It’s summertime, hot outside and only getting hotter! Did you know that heat stroke can happen very quickly to dogs? The consequences of a heat stroke can be extremely serious for our four-legged friends, sometimes leading to cardiac arrest. Each year, a high number of dogs continue to succumb to heat stroke.
Dogs do not sweat like humans do and their thermoregulation system is not optimal. Although they perspire through their paw pads, they primarily regulate their body temperature by panting.
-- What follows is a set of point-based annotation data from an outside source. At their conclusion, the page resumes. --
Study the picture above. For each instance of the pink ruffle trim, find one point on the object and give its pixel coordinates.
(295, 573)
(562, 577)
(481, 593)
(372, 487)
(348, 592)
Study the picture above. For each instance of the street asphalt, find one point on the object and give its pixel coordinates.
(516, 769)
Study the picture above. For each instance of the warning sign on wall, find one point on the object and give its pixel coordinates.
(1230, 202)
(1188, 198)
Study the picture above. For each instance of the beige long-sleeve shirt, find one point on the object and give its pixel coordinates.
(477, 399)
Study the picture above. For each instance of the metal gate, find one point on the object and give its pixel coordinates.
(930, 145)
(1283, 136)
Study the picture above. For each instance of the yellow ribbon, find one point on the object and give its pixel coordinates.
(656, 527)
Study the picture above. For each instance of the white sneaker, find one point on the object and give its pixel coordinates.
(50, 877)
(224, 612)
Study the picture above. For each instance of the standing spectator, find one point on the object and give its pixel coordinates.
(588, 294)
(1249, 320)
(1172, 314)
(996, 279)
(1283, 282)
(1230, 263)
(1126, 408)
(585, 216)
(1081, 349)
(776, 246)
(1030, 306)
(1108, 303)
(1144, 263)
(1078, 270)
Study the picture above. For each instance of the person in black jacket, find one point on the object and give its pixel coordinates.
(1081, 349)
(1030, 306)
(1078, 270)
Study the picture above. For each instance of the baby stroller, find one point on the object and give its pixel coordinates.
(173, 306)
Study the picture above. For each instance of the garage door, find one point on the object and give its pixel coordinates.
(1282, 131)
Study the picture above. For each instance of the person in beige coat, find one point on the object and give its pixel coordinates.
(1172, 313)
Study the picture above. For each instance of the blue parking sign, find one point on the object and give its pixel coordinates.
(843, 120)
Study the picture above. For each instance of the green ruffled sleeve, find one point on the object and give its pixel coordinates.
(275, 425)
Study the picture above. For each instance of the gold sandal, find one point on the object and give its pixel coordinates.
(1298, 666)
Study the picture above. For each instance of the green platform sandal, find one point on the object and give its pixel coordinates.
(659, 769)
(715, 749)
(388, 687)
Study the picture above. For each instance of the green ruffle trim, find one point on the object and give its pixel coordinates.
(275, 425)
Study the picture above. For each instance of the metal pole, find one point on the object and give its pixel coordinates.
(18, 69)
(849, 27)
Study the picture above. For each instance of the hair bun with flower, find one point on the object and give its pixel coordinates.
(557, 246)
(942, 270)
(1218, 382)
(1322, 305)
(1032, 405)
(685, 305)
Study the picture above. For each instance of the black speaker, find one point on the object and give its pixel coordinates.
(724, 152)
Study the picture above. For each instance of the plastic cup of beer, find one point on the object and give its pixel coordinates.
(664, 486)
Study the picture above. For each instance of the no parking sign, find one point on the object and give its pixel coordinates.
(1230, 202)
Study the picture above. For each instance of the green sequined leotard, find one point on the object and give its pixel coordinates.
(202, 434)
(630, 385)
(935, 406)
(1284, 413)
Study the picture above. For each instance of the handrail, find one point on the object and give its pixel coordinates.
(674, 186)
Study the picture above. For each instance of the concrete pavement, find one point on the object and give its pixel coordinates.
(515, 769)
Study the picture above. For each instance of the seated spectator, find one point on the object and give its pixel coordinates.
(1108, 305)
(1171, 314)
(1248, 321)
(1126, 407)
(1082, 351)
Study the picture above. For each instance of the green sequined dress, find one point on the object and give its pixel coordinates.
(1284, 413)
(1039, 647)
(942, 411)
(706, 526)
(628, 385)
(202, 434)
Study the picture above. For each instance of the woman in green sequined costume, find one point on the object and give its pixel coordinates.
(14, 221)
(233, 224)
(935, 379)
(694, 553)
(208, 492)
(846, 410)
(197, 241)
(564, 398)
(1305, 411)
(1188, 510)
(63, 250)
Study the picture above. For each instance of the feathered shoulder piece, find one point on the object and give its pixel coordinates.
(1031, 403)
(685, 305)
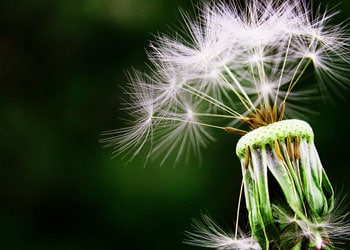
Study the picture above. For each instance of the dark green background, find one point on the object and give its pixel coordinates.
(61, 64)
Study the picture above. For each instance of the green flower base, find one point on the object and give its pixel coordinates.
(272, 132)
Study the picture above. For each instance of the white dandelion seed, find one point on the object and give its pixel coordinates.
(240, 64)
(206, 233)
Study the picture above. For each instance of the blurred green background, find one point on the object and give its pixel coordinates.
(61, 65)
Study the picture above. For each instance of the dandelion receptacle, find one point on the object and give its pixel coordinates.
(240, 68)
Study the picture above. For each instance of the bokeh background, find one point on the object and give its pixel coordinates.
(61, 67)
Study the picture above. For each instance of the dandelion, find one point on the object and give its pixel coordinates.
(241, 69)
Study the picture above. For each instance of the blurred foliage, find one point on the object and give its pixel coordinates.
(61, 64)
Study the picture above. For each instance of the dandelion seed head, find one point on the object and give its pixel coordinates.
(233, 61)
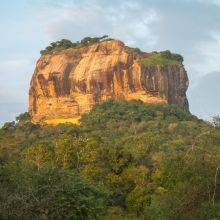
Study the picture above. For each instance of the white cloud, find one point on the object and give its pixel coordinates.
(126, 21)
(210, 51)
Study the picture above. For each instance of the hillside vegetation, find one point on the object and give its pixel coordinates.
(65, 44)
(162, 58)
(126, 160)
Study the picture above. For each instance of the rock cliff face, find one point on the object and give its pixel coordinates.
(68, 83)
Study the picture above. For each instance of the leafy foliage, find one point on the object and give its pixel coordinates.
(145, 161)
(65, 44)
(162, 58)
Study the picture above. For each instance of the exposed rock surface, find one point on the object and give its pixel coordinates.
(68, 83)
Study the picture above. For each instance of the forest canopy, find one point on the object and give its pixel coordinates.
(126, 160)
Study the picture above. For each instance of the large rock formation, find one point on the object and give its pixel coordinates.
(70, 82)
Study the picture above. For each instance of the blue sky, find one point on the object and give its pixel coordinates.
(189, 27)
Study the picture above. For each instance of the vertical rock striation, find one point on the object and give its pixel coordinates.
(68, 83)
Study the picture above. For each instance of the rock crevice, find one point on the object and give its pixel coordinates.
(68, 83)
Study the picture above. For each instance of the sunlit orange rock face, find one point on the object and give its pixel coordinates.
(68, 83)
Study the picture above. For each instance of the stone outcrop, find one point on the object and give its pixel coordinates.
(68, 83)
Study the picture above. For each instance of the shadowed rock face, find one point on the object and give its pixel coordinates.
(69, 83)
Certain breeds are predisposed to heat stroke
Some dogs are more sensitive than others and certain breeds are even more so. This is the case of Iggy, our French bulldog and brand ambassador! With his flat face, our favorite dog knows that during the hot weather, walks should be taken either very early in the morning, very late in the evening or not at all. Also, it is essential to avoid hot asphalt. Indeed, brachycephalic breeds (with a flat face) like French bulldogs, English bulldogs and pugs are very sensitive to heat. Puppies, older dogs, overweight dogs and those with respiratory or heart diseases are also vulnerable and should be closely monitored.
What are the symptoms of heat stroke?
Dogs develop characteristic symptoms of heat stroke rapidly. These include an increased heart rate, intense and rapid panting, excessive drooling, a temperature higher than 40.5°C, difficulties walking, congested mucous membranes, despondency or prostration, and, if complications arise, vomiting, diarrhea, spontaneous bleeding, convulsions, and loss of consciousness, which can lead to the dog’s death.
What should I do?
It is always recommended to call your veterinarian, the one person who can correctly evaluate the seriousness and urgency of the situation. The first thing to do is to gradually lower your dog’s body temperature by placing him in the shade or a cool area. Gently and progressively spray or sponge your dog’s entire body with cool water. Avoid using water that is too cold, as it could prevent the proper evacuation of heat. Have your dog drink from a bowl of fresh water. Then, have him rest, and monitor him carefully. Delayed complications are always possible in the days following a heat stroke, so keep a close eye on him.
Did you know…Dogs can also get sunburned! And for short-haired dogs with light coats, avoid exposure to direct sunlight.
Take as few risks as possible. Remember to fill your dog’s water bowl regularly, change your habits, go out when it is cooler and stay in the shade as much as possible (don’t forget to take water with you), avoid hot sidewalks and, if you can, let him go for a swim or hose him down at the end of the day! And remember that even when parked in the shade, with the windows open, you never leave a dog in your car.